En el mapa, la República Dominicana está en el mismo sitio de siempre, con la misma gente y bajo el mismo sol.

Pero no hay que ser muy avezado, sobre todo si se es político de profesión, para percibir, en tan corto tiempo, cambios significativos que, de seguro, ocuparán la atención del Presidente.

El tema de la corrupción no es nuevo, pero las quejas y denuncias en ese sentido han llegado en los últimos días al rojo vivo con tal intensidad que no han parecido prudentes las declaraciones del Primer Mandatario para minimizar la cuestión.
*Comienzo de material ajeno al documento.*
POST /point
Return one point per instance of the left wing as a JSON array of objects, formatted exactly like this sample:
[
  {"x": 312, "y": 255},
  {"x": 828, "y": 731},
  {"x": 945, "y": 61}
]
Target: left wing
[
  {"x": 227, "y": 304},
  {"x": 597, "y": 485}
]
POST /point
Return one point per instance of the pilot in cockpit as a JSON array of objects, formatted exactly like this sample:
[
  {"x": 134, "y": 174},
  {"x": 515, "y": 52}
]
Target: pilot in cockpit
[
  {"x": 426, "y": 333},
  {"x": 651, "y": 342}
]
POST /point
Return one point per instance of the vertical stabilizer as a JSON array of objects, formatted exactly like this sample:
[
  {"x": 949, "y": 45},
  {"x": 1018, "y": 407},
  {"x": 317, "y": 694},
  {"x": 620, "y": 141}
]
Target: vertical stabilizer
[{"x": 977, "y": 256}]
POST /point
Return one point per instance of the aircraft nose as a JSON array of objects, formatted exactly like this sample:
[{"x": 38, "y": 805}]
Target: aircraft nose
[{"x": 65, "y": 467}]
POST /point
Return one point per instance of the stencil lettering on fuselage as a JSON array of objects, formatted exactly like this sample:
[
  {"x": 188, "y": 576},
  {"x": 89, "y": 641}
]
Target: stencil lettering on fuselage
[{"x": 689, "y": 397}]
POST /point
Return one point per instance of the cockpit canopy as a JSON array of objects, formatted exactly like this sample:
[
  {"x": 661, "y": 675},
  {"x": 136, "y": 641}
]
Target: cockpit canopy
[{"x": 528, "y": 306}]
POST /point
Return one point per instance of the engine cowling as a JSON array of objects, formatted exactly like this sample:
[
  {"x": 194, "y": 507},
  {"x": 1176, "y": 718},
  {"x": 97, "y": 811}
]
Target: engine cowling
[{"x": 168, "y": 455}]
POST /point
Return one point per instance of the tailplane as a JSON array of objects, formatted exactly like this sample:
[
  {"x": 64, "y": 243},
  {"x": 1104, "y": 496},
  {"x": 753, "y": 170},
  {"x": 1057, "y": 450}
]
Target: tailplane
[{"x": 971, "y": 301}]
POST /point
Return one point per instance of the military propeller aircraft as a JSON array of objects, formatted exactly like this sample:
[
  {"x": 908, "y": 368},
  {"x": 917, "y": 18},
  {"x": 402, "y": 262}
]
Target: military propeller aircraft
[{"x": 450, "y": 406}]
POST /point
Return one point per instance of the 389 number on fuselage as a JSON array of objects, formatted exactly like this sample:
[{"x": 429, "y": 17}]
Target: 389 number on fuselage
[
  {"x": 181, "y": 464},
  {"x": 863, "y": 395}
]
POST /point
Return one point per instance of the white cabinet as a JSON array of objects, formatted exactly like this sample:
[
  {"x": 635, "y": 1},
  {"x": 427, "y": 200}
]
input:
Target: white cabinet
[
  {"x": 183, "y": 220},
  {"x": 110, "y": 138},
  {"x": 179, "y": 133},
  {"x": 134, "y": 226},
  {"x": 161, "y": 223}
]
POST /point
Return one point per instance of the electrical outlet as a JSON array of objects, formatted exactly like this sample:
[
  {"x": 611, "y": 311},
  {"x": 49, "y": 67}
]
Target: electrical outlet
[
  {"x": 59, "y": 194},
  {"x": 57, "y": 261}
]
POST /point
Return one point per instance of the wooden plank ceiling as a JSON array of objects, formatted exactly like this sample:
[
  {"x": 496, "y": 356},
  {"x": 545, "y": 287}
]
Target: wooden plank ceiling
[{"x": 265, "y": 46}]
Otros elementos perturbadores son el agravamiento de la inseguridad ciudadana, los apagones en todo el territorio nacional, la inconformidad del sector laboral por la cuestión salarial y la proliferación de protestas populares en los cuatro puntos cardinales de la República.

Nos atrevemos a pensar que el presidente Fernández no se esperaba situaciones tan diferentes a las que dejó, y a las cuales deberá dedicarle toda la atención que merecen, al margen de los eventuales logros que haya podido acumular en su periplo internacional.

La paz social está alterada. Manos a la obra para normalizarla.